All Iraqis who have fled south and central Iraq to seek refuge in Lebanon or elsewhere in the Middle East are generally recognized as refugees by the UN High Commissioner for Refugees (UNHCR). But Lebanon is not a party to the 1951 Refugee Convention and does not give legal effect to UNHCR’s recognition of Iraqis as refugees. Instead, the Lebanese authorities treat as illegal immigrants Iraqis who enter Lebanon illegally or enter legally but then overstay their visas, regardless of their intent to seek asylum. Iraqi refugees are then subject to arrest, fines and detention by the Lebanese authorities.

Forcing refugees to return to a country where their lives and freedom are at risk violates the principle of nonrefoulement, the absolute prohibition to send a person to a place where he or she would be threatened with persecution or torture.

“By giving Iraqi refugees no option but to stay in jail indefinitely or return to Iraq, Lebanon is violating the bedrock principle of international refugee law,” Frelick said.

There are an estimated 50,000 Iraqi refugees in Lebanon, a relatively small portion of the 2.2 million Iraqi refugees in the Middle East. Currently there are about 580 detained Iraqis in Lebanon. Lebanon, a country of only 4 million including 250,000 to 300,000 Palestinian refugees, has borne the burden with little outside support.

“Lebanon is not the cause of the Iraqi refugee crisis, and Lebanese are understandably wary of hosting yet another refugee influx,” said Nadim Houry, the Beirut-based Lebanon researcher for Human Rights Watch. “The United States and other countries that participated in the US-led invasion of Iraq must share the burden of caring for Iraqi refugees in Lebanon and provide durable solutions on their behalf.”

The report urges donor governments and resettlement countries, particularly countries involved in the invasion of Iraq, to respond quickly and generously to UNHCR’s financial appeals and to admit refugees UNHCR refers to them for resettlement. Resettlement countries should be especially open to accepting Iraqi refugees in detention for whom resettlement might be their only protection against coerced return to Iraq.

Select testimonies from Iraqi refugees living in Lebanon featured in the report:

“No one tells me how long I am going to be in prison. I see people who have been here for eight months. If I can’t regularize my status, I will go back to Iraq. If I go back to Iraq, I will be killed. I don’t want to go back, but it is better for me to go back than to spend one more day being locked up with criminals.”
– An Iraqi refugee detained indefinitely in Roumieh Prison in Greater Beirut

“When we go out, we don’t know whether we will return. When I see a police man or a member of the authorities, I am very afraid, despite the fact that I am old and sick. Any time there is a checkpoint, we can get caught.”
– An Iraqi refugee living with his family illegally in Greater Beirut.

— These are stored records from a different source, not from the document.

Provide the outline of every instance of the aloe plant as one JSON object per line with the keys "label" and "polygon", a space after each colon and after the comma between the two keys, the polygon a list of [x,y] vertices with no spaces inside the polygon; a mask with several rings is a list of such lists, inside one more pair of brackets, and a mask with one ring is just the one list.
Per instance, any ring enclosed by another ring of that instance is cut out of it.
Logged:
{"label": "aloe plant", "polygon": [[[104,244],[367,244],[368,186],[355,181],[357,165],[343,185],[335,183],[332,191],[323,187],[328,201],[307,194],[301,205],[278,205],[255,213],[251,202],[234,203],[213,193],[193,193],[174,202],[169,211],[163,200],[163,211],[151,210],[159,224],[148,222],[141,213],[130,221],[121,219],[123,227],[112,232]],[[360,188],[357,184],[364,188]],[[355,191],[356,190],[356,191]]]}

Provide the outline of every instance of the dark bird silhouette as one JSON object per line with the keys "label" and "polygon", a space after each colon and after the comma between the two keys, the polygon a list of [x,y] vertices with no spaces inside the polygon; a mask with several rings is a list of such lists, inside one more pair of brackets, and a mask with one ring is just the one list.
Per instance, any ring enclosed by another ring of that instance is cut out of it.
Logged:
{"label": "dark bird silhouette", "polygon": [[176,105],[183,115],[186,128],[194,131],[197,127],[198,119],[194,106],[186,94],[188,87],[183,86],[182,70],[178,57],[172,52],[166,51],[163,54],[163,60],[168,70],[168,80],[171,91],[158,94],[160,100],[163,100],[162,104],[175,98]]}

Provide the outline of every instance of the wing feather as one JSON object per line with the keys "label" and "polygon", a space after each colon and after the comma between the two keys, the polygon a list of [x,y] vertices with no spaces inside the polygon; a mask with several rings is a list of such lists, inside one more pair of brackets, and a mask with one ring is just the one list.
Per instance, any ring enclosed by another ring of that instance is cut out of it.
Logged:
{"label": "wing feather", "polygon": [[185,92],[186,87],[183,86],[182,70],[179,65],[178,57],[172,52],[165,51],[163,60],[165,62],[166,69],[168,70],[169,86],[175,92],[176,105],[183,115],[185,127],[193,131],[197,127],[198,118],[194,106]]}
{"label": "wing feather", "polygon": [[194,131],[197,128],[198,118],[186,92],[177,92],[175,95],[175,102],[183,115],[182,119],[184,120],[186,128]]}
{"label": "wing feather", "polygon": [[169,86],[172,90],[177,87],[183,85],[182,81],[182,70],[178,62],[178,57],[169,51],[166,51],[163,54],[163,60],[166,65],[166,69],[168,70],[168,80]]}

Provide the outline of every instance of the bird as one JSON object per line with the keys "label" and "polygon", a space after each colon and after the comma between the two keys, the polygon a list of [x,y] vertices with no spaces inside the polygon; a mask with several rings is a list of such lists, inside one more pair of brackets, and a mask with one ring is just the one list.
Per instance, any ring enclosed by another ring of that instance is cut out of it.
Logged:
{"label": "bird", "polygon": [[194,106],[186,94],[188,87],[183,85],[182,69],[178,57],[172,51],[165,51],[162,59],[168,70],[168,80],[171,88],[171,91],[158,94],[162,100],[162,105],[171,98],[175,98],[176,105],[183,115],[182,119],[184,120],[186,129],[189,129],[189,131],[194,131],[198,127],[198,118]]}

“I don’t want to go back to Iraq. I want to stay in Lebanon, even if they break every bone in my body, even if we don’t feel safe here, because we are illegal.”
– An Iraqi father recounted what happened when Lebanese authorities arrested and detained him and his son for illegal entry in 2005. After several months in Roumieh prison, they agreed to return to Iraq in exchange for release from detention. Once back in Iraq, the son was kidnapped. After paying a ransom, they fled again to Lebanon where they are currently living illegally.